3 - İntikam Masası

17 1 0
                                    

Pain - Max Brhon

Nada es como pensamos, todo es como lo experimentamos.

Şiddet; etkisi kuvvetli ilacın çalışma metoduyla doğru orantıdaydı. İlk şiddet unutulabilirdi. Tıpkı yutulan ilaç gibi. İlacın etkisi kendini gösterdiğinde zihnin bunun bilincinde olurdu. Lakin şiddettin etkisini anlamak ve kanına karışıp seni alt ettiğini fark etmek hiçbir zaman unutulmazdı. Sistematik bir şekilde fiziksel şiddeti tatmayan birey öfkenin ne olduğuyla ilgilenmez. Öfke onlar için yalnızca bir duygu durumudur. Benim gibi olanlar ise o öfkenin kaynağını ulaşacak kadar şiddetle baş başa kalmış olurlar.

Yaklaşık yarım saattir uyanıktım. Sırt üstü uzandığım yerin neresi olduğunu bilmemek beni huzursuz hissettirse de pozisyonumu bozmuyordum. Çünkü her neredeysem bulunduğum yerde yalnız değildim. Bilincimin yerine gelmesini sağlayan , boğazımın çevresine sürülen soğuk kremin ürpertisiydi. Boynumun etrafında ki sızlama yetmezmiş gibi boğazım da ağrıyordu.

İçerisi sıcaktı. Kulağıma gelen çıtırtı sesleri , odanın sıcaklığını açıklar nitelikteydi. Üzerimde ki örtüyü tekmelemek istiyordum.

"Ne zaman uyanır ?" gelen ses Kereme aitti.

"Çok uzun sürmez?" cevaplayan kişiyi tanımıyordum. Sesi oldukça yakınımdan gelmişti.

"Ben dışarıdayım , uyanınca seslenirsiniz." tanımadığım adamın sesi yanımdan uzaklaşmıştı. Yavaşça kapanan kapının sesi geldi. Nefes sesleri vardı ama konuşan yoktu.

"Bir şey öğrene bildiniz mi?" Keremin sorusuyla dikkat kesildim.

"Gelen notların tek farkı , mekanlarımız. Savcının bizimle uğraştığını biliyor. Bizim görmediklerimizi , bulamadıklarımızı biliyor. Bizimse tek bildiğimiz adının Ceylin olduğu." konuşan tekrar Keremdi.

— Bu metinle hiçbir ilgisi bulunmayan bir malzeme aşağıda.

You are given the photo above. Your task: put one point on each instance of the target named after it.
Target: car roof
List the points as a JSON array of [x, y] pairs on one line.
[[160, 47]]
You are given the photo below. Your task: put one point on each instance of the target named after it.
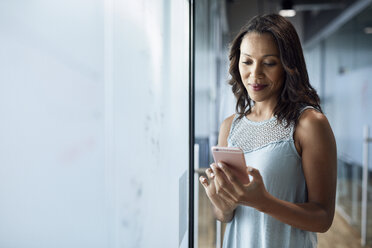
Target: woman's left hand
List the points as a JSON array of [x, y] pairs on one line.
[[253, 194]]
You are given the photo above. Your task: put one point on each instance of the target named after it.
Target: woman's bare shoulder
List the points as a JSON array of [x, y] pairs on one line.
[[313, 126], [225, 130]]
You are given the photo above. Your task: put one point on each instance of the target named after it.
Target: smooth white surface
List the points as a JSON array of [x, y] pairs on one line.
[[94, 131]]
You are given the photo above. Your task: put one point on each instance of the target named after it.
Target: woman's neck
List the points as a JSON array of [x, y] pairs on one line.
[[262, 111]]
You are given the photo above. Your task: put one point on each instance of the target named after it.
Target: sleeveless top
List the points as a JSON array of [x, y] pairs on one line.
[[269, 147]]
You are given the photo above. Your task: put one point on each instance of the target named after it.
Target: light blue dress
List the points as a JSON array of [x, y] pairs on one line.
[[269, 147]]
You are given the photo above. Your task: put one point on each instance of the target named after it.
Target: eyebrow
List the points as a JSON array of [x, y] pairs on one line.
[[266, 55]]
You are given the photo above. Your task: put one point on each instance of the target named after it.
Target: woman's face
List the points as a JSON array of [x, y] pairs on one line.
[[260, 67]]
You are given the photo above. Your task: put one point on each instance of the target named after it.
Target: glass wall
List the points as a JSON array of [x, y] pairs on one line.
[[346, 56], [210, 78]]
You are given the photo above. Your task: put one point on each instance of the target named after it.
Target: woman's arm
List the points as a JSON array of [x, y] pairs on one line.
[[318, 150], [223, 205]]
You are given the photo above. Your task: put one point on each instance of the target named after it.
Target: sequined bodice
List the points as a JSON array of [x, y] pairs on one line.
[[250, 135]]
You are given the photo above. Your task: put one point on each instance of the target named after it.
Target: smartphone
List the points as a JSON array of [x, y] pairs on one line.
[[234, 158]]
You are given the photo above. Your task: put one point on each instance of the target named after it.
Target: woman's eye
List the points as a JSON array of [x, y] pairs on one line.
[[247, 62], [270, 63]]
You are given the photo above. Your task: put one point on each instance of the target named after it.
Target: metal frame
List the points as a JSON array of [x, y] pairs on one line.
[[366, 141], [191, 119]]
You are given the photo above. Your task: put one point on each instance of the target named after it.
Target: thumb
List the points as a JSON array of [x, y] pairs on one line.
[[254, 173]]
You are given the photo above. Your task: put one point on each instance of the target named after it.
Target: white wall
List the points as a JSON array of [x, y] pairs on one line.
[[94, 131]]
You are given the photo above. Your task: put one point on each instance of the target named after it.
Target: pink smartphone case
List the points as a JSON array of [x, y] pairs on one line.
[[234, 158]]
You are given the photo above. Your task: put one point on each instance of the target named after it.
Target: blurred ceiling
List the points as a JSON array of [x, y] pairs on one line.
[[311, 15]]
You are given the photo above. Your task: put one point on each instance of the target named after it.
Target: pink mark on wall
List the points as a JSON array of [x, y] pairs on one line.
[[77, 150]]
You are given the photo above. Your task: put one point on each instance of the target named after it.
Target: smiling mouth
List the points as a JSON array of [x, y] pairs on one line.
[[258, 87]]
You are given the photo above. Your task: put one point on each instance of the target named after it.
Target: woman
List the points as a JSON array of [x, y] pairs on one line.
[[288, 145]]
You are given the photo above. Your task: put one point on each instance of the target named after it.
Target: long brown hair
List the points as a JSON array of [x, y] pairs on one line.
[[297, 91]]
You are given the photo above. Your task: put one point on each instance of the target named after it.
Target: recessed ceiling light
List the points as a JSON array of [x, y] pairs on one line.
[[368, 30]]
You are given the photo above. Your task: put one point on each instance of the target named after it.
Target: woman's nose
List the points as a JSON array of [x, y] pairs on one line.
[[257, 71]]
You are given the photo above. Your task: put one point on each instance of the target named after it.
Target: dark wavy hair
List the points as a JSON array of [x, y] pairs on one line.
[[296, 91]]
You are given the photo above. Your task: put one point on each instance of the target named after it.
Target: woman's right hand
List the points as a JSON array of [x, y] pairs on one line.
[[221, 200]]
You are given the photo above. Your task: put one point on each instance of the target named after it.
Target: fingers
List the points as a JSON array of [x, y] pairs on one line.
[[223, 185], [232, 178], [254, 173], [209, 173], [203, 181]]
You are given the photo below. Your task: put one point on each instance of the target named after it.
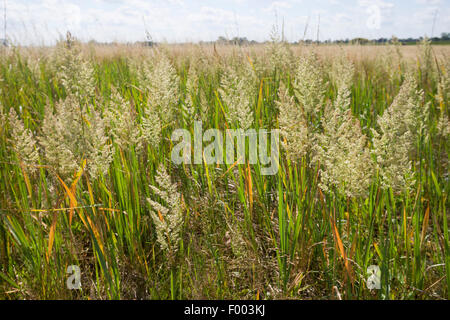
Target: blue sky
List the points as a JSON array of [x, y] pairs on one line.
[[43, 21]]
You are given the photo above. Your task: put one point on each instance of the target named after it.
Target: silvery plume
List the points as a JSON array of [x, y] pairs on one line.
[[70, 135], [309, 85], [120, 121], [342, 152], [166, 213], [399, 128], [75, 73], [22, 140], [342, 72], [293, 126], [163, 88], [237, 91]]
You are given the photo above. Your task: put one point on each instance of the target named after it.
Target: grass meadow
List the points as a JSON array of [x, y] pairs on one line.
[[86, 176]]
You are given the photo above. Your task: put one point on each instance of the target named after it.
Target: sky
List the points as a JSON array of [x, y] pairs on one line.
[[45, 21]]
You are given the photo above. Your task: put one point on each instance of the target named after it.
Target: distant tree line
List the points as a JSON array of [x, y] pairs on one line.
[[243, 41]]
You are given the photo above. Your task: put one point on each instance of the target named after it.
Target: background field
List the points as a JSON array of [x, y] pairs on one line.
[[92, 125]]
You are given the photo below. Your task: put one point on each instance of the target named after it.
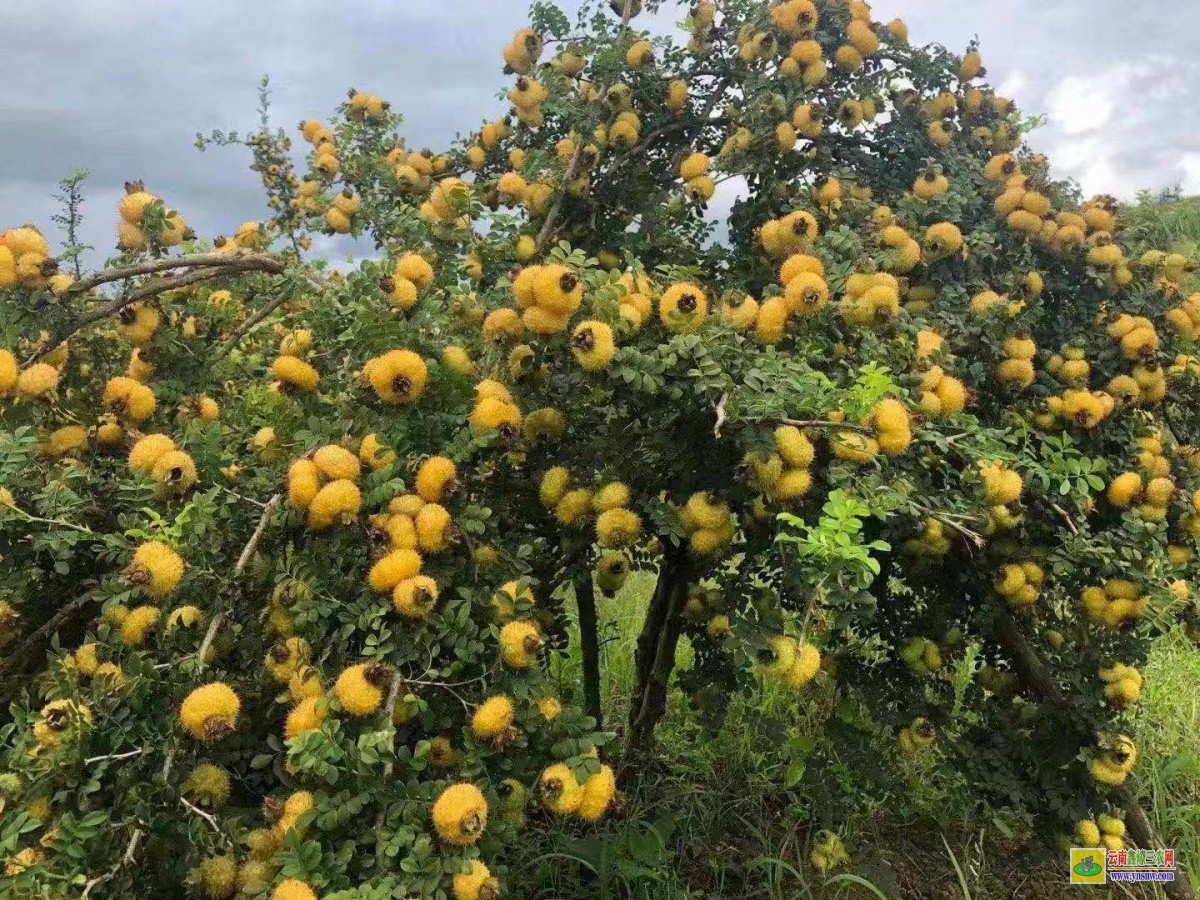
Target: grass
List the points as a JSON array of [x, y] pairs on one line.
[[714, 821]]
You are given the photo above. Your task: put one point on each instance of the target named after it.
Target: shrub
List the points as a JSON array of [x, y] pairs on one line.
[[916, 435]]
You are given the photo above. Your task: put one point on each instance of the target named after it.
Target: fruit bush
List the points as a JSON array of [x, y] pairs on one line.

Sesi oldukça sıkıntılı çıkmıştı. Diğerlerinden ses yoktu.

Bahsettiği notlar , onlarla anlaşabilmek için Fırat'a ihanet ettiğimin kanıtıydı. Hepsinin adresine gönderilmişti. Savcı Fırat'ın aylardır peşlerinde olduğunu biliyorlardı. Fırat çetin bir Savcıydı. Onunla ilk tanıştığımda ikinci sınıfa giden bir hukuk öğrencisiyken , beraber geçirdiğimiz yıllarda azmine tanık olmuştum. Fakülteyi birincilikle bitirip, Hakimlik Savcılık sınavını kolayca geçmişti. İşinde ne kadar iyi olduğunu bilen tek kişi değildim. Tüm hukuk camiası onun gözü kara bir Savcı olduğunu bilirdi.

Ama yolunun kesiştiği adamlarda kolayca yakalayabileceği adamlar değildi. Ben dış tarafta durup kendi zamanımı beklesem de zamanım geldiğinde taşlarımı sürmüştüm. İstesem şu an onları içeri tıkacak delilim vardı.

Fırat'a mekanların yerlerini söyleyen bendim. İsimleri Nico'nun mekanına gelen birkaç sarhoştan duyduğumu söylemiştim. Tabi ki başta bana inanmamış ama daha sonra bu konuşmayı kaydettiğimi söyleyip , dinletince inanmıştı. Konuşma kaydını hazırlatan Ecevit'ti. Tamamen benim yalanımı sağlama almak için hazırlanmıştı. Nico' ya haber vermediğim için ondan yardım almıştım.

Onları yakalamayınca hırslanan Fırat aynı zamanda bana güvendiği için de daha fazla sorgulamamıştı.

"Küfeci kızın boğazına yapışmasaydı öğrenecektik." Aslanın sert sözleri sessizce olsa da ortamı germişti.

"Harbiden ya. Sen niye delirdin? Kardeş filan bir şeylerden bahsetti, ne kardeşi oğlum?"

sandalye sesi geldiğin de birinin ayaklandığını anlamıştım.

"Ben aşağı iniyorum. Ceylin hanım uyku numarasını kesince gelirsiniz."

Azem' in buz gibi sesinden sonra kapının çarpması ile gözlerimi araladım.